Bauunternehmen aus dem Ostallgäu wollen neue Abbauflächen

Die Bauunternehmen wollen nun, dass mit einem neuen Planfeststellungsverfahren neue Abbauflächen ausgewiesen werden, die auch bei geringerem Abstauen frei liegen. Damit stoßen sie beim zuständigen WWA Kempten aber bisher auf wenig Resonanz. Dabei sei selbst im Regionalplan Allgäu geregelt, dass Bodenschätze in ausgewiesenen Vorranggebieten abgebaut werden müssen – und in Sachen Kies ist das für den Süden des Ostallgäus ausschließlich der Forggensee, sagt Scheibel.

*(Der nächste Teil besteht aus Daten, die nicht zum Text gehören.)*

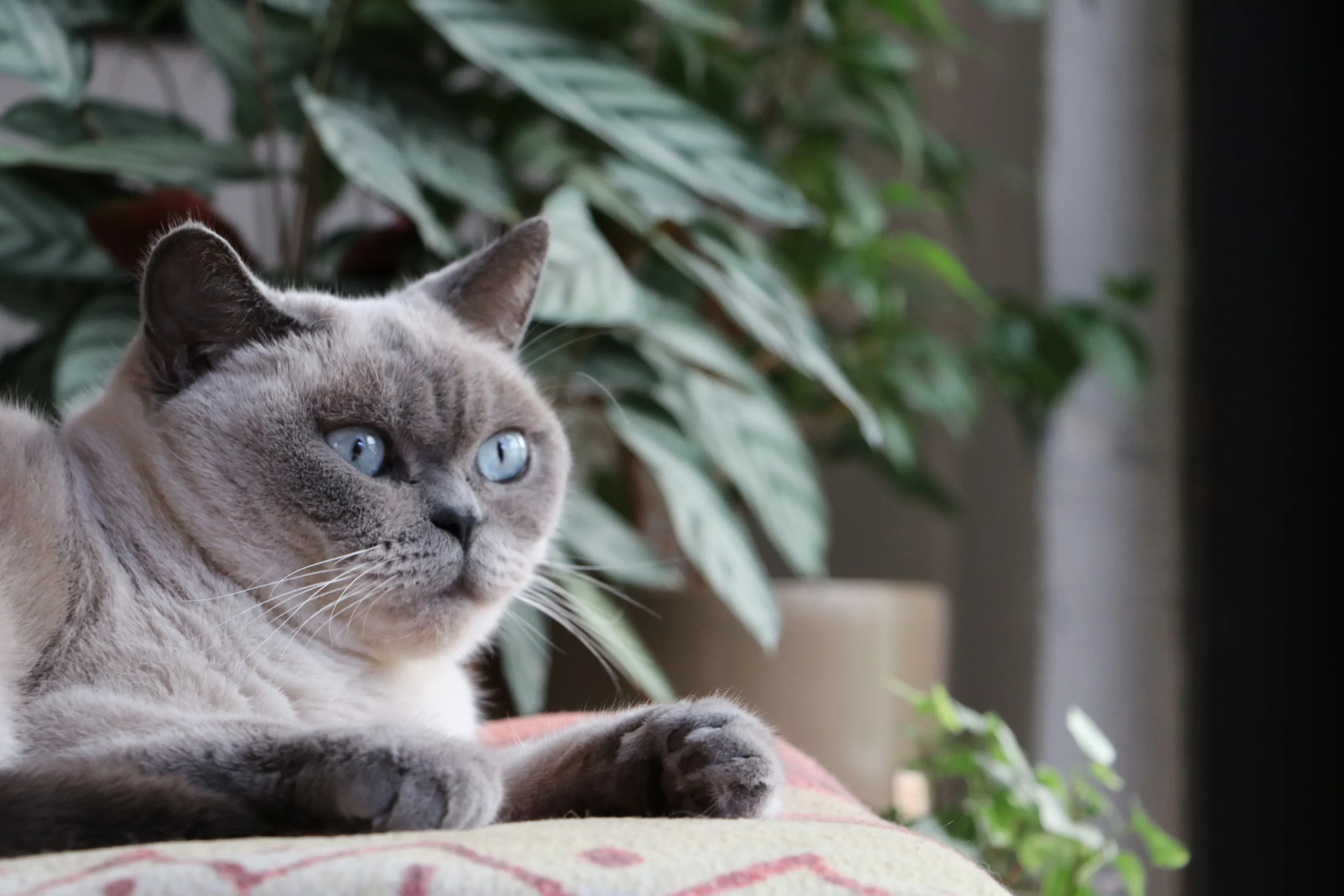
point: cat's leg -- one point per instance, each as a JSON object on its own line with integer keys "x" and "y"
{"x": 245, "y": 781}
{"x": 338, "y": 781}
{"x": 704, "y": 758}
{"x": 62, "y": 805}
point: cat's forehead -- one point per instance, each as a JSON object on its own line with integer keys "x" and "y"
{"x": 414, "y": 364}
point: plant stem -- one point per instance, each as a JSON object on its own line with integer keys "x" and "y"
{"x": 312, "y": 164}
{"x": 267, "y": 101}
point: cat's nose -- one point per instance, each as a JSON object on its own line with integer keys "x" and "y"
{"x": 457, "y": 522}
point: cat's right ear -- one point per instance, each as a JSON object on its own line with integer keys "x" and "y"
{"x": 200, "y": 303}
{"x": 494, "y": 291}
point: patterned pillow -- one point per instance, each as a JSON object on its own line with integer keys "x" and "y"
{"x": 824, "y": 841}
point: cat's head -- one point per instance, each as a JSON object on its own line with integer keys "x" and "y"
{"x": 389, "y": 455}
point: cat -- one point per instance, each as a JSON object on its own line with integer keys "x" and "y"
{"x": 241, "y": 589}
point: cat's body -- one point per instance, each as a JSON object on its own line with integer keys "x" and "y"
{"x": 215, "y": 624}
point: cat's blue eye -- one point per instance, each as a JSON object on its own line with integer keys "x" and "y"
{"x": 362, "y": 446}
{"x": 503, "y": 457}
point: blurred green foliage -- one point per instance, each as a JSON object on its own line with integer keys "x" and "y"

Darauf verweist auch der Landtagsabgeordnete Bernhard Pohl (Freie Wähler), der sich mit einem Brief an Umweltminister Thorsten Glauber in die Sache eingeschaltet hat. Er spricht besonders für die Arge Forggensee mit den Unternehmen Scheibel und Heer sowie Wilhelm Geiger aus Waltenhofen und Goldhofer aus Pfronten von einem fundamentalen Problem. Das Wasserwirtschaftsamt habe bisher keine Bereitschaft signalisiert, ein neues Verfahren voranzubringen – obwohl es gegen den Kiesabbau im Forggensee keine fachlichen Bedenken habe. Probleme werden aber bei der dann erneut nötigen Ausschreibung gesehen, wo es bereits beim letzten Mal welche gab. Pohl bittet Glauber nun um Vermittlung.